0

question

How to get each individual replacement result from a Regex replacement?

ex

String regexMatchedWord = matcher.group(); allows me to access the current matched result;

But is there something like String regexMatchedSubstitution = matcher.currentMatchedReplacementResult(); allows me to access the current replacement result?

public class Test {

  public static void main(String[] args) {
    String content_SearchOn = "Sample sentence: snake, snail, snow, spider";
    String regexStrSubstitution = "$2$3$1";
    String regexStrMatchFor = "(s)(.)(.)";

    Matcher matcher = Pattern.compile(regexStrMatchFor).matcher(content_SearchOn);

    ArrayList<String> arr_regexMatchedWord = new ArrayList<>();
    ArrayList<String> arr_regexMatchedSubstitution = new ArrayList<>();

    StringBuilder sb_content_Replaced = new StringBuilder();
    while (matcher.find()) {
      String regexMatchedWord = matcher.group();
      arr_regexMatchedWord.add(regexMatchedWord);

      matcher.appendReplacement(sb_content_Replaced, regexStrSubstitution);

      String regexMatchedSubstitution = null; // << What should I put here -- to get each replacement result?
      arr_regexMatchedSubstitution.add(regexMatchedSubstitution);
    }
    matcher.appendTail(sb_content_Replaced);

    System.out.println(sb_content_Replaced); // Sample enstence: naske, nasil, nosw, pisder
    System.out.println(arr_regexMatchedWord); // [sen, sna, sna, sno, spi]
    System.out.println(arr_regexMatchedSubstitution); // [ens, nas, nas, nos, pis] // << expect

  }

}

comments

  • if Java is not able to do this, is there any other language able to? (Javascript? Python?)

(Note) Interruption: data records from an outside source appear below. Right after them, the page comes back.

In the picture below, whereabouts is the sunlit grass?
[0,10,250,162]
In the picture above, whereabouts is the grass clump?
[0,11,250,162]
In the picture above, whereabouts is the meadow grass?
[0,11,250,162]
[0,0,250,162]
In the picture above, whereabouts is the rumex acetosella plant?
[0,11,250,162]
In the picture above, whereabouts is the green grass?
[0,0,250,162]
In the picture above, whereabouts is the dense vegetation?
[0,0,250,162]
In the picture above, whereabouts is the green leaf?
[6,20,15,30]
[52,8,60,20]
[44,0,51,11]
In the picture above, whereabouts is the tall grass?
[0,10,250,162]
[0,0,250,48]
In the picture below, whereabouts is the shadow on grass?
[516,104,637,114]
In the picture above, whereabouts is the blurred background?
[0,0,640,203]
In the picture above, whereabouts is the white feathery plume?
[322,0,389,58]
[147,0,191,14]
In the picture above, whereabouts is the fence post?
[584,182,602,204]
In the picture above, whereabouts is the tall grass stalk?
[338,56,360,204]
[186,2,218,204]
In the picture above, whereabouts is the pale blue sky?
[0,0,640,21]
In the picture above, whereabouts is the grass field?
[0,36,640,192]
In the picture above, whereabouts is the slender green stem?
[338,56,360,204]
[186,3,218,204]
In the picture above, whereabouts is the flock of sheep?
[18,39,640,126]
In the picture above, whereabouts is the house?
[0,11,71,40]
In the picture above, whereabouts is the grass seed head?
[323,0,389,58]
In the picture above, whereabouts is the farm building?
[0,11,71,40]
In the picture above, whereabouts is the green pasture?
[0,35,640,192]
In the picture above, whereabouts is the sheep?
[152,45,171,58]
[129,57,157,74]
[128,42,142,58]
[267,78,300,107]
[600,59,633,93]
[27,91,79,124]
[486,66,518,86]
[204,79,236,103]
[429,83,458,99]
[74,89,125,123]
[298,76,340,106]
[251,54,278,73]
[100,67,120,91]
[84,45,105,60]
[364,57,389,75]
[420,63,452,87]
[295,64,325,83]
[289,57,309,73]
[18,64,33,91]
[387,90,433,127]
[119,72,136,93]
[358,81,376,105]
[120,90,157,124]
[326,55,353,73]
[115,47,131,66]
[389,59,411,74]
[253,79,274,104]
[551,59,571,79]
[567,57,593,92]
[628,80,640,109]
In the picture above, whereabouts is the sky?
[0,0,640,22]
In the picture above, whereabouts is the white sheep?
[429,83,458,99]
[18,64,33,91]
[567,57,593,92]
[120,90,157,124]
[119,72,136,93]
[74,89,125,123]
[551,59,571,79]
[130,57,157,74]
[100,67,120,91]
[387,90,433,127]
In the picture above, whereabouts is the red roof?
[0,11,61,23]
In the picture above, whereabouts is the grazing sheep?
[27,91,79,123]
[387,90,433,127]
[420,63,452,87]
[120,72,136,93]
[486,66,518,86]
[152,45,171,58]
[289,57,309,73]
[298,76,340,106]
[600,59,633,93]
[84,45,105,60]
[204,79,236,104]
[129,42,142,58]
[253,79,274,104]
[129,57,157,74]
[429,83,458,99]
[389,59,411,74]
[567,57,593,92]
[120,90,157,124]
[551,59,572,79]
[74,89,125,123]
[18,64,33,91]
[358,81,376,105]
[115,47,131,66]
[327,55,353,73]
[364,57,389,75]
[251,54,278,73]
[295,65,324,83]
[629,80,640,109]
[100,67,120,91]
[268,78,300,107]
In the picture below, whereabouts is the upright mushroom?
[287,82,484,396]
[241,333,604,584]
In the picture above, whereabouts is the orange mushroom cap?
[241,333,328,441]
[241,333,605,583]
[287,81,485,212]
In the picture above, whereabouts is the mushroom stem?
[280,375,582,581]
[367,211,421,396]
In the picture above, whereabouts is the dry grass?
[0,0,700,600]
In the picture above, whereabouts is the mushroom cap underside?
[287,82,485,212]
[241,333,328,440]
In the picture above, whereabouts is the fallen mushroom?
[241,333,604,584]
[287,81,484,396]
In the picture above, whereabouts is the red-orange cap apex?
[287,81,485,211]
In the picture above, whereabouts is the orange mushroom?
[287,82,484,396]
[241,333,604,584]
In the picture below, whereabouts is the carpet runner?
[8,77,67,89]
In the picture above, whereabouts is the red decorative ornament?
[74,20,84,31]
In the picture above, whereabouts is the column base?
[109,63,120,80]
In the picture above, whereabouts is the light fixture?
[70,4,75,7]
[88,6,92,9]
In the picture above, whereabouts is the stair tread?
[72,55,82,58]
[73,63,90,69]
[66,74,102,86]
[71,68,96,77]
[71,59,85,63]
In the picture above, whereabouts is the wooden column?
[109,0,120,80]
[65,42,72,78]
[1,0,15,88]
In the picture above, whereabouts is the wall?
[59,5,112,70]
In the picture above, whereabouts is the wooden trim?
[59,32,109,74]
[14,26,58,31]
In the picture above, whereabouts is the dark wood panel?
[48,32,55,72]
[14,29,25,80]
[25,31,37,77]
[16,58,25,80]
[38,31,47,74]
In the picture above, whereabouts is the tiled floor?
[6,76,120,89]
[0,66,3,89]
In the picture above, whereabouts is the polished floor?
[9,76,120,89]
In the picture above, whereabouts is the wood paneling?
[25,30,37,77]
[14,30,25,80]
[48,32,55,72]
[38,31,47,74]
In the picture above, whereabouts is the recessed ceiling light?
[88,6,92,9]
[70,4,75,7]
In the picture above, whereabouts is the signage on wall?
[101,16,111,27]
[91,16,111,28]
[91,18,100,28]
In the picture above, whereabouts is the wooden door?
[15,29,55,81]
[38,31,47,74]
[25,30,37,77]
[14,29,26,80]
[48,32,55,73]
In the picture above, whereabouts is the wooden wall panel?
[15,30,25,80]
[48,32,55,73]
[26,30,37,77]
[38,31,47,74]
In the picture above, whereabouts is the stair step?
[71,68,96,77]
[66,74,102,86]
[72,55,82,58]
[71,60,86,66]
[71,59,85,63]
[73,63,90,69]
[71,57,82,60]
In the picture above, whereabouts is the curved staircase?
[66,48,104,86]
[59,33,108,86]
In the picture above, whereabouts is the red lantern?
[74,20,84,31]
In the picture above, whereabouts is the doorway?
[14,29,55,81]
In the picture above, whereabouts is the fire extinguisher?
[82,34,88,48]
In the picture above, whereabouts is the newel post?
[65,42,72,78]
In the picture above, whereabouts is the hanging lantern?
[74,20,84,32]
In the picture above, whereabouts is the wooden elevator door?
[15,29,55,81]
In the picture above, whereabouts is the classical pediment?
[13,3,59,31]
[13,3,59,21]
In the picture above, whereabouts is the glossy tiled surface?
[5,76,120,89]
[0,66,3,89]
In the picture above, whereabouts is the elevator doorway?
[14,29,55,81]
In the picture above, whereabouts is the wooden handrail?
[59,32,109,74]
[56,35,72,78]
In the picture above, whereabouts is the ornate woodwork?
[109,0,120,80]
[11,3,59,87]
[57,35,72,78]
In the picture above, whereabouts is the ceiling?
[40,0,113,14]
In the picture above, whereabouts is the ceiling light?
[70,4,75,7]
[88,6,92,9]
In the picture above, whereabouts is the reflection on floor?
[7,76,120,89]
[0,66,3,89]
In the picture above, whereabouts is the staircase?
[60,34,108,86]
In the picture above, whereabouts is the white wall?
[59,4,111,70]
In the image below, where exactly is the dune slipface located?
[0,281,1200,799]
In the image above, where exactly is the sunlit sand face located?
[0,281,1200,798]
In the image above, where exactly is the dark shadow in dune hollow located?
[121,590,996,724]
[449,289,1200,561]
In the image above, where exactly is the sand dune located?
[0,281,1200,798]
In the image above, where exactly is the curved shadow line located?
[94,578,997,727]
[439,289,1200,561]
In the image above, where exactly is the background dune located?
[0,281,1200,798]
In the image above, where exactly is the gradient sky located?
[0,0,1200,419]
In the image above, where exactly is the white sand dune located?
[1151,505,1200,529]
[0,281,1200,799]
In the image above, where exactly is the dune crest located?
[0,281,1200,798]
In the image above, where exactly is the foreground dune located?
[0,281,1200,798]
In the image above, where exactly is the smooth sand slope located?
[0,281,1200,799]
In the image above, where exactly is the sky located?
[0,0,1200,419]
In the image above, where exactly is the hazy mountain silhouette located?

Update: potential solution (workaround)

  • (as talked in the comment) A simple possible way might be:

    convert those $1 into group(1) programmatically,

    but you have to watch out for the escape characters like \ that has special meaning...

  • Another way might be:

    use Reflection to somehow get the local variable result in the source code appendExpandedReplacement(replacement, result); of java.util.regex.Matcher.appendReplacement(StringBuilder, String)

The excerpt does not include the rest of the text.